/Neural-Network-from-scratch-without-TensorFlow-PyTorch

This repository features a simple two-layer neural network trained on the MNIST dataset using Python and NumPy. It covers data preprocessing, forward and backward propagation, gradient descent for parameter updates, and model evaluation, offering an educational exploration of neural networks without external frameworks.

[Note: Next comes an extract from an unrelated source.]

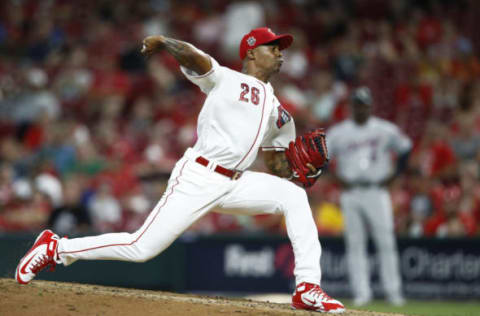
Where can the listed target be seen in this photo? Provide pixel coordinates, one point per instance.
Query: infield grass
(424, 308)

Primary LanguageJupyter NotebookMIT LicenseMIT

Simple MNIST Neural Network from Scratch

This repository contains Python code for building a simple two-layer neural network from scratch and training it on the MNIST handwritten digit dataset. The code is implemented using basic Python and NumPy, without relying on deep learning frameworks like TensorFlow or PyTorch.

Features

  • Data Preprocessing: The MNIST dataset is loaded from a CSV file and preprocessed to prepare it for training.
  • Forward Propagation: Forward propagation is performed to compute the activations of each layer in the neural network.
  • Backpropagation: Backpropagation is used to compute the gradients of the loss function with respect to the parameters of the network.
  • Gradient Descent: Gradient descent is employed to update the parameters of the network and minimize the loss function.
  • Testing and Evaluation: The trained model is tested on a validation set, and accuracy is calculated to evaluate its performance.

Usage

  1. Clone the repository: git clone https://github.com/OmBaval/Neural-Network-from-scratch-without-TensorFlow-PyTorch.git
  2. Navigate to the repository: cd simple-mnist-nn
  3. Run the Python script: python mnist_nn.py

Requirements

  • Python 3.x
  • NumPy
  • Pandas
  • Matplotlib

License

This project is licensed under the MIT License - see the LICENSE file for details.

Acknowledgments

This code is based on a tutorial on building neural networks from scratch and is intended for educational purposes. Credit goes to the original author for providing valuable insights into the implementation of neural networks.